Place project and inventories: Ainsley and Abel Draw

Here is such a nice example of children working together. Abel listened to Ainsley throughout this 'drawing lesson', trying out some of the ideas, and laughing at some of the suggestions, but maintained his focus and confidence. He continued to draw the 38 snowballs. (I only wish I had saved Ainsley's scraps with its array of ways to draw noses and mouths, but sadly, she drew on the other side and then cut out the shapes!)
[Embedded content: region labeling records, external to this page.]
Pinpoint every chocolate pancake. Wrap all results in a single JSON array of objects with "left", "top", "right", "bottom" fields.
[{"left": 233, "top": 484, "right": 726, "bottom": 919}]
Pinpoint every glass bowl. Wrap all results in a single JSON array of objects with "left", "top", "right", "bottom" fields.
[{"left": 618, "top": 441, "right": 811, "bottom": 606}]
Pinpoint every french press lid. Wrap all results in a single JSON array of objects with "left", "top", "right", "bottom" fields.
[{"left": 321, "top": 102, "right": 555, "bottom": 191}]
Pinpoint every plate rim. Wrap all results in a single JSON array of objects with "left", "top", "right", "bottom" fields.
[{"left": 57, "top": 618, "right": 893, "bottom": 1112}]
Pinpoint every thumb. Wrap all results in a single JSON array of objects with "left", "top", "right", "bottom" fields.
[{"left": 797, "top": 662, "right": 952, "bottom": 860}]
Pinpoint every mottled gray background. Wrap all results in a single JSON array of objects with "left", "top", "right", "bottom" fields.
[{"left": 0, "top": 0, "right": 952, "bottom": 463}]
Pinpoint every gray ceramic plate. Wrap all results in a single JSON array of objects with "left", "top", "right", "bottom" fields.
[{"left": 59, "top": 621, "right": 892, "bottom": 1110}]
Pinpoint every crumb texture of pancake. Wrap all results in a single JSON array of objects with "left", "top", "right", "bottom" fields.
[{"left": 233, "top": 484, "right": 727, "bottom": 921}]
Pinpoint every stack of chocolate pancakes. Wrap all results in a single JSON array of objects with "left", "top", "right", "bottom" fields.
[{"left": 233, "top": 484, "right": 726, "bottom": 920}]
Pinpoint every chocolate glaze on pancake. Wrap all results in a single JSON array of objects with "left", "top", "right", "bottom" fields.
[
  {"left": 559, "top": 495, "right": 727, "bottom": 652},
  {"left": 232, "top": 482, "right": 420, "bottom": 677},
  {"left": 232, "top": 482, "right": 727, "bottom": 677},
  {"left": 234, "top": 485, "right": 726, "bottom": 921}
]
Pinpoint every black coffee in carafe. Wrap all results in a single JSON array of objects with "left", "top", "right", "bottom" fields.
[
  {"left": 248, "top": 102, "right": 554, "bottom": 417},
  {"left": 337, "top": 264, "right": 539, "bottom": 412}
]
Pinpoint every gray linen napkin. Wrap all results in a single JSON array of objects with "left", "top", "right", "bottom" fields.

When Abel was working on making the snowballs to use in the photograph his imaginative favorite place drawing (above). Ainsley suggested that he might want to make want to make a different kind of mouth on some of them, so they wouldn't all be the same. She showed him the ways she knows how to make a mouth. "I either do it without teeth, or I do it with teeth, but with another layer, or I just do it with one line."
Abel tried all of those ways, but made sure we knew that he wanted all of the snowballs to have a smile (not another expression), because they were happy that they were coming down out of the sky (this was before our big snow here in Central Virginia).
Next, we talked about noses. Ainsley said Abel was making the noses the pig nose way (they were round with two small circles inside), but that there were other ways to make noses.
I asked Abel how he was going to make the nose on the next snowball. He showed us, drawing a triangle with two circles inside.
Ainsley showed us on her paper or with her fingers on her own nose, all of the ways you can make noses. "Triangle, with nostrils.  Then there is the circle way, the L way....
I said "and we have the way where you connect it to the eyebrow, thats what I do."
She nodded, "And we have the pig way, and the human way, which is the triangle, cause see my nose? It's a triangle."

My colleague Marty first pointed out to me that from time to time, children seem to need to make inventories of what they know. Whether it is a list of the numbers they can write, a list of each family members name, or an array of pictures, like the noses and mouths here. In this case, the collaboration between the children was very special, with Abel almost silently trying out Ainsley's ideas, and her noticing his work and gently suggesting that he might try something new. It seemed to bond them, because saw them playing together a lot for many days after this exchange.

Here are just a few of the snowballs hanging up, waiting to fall on Benjamin!

1 comment:

  1. This is really beautiful. All of my best friendships have evolved from doing something with another person. Collaboration, giving and taking advice, experimenting together -- these are the building blocks of my most enduring friendships. You're inspiring me.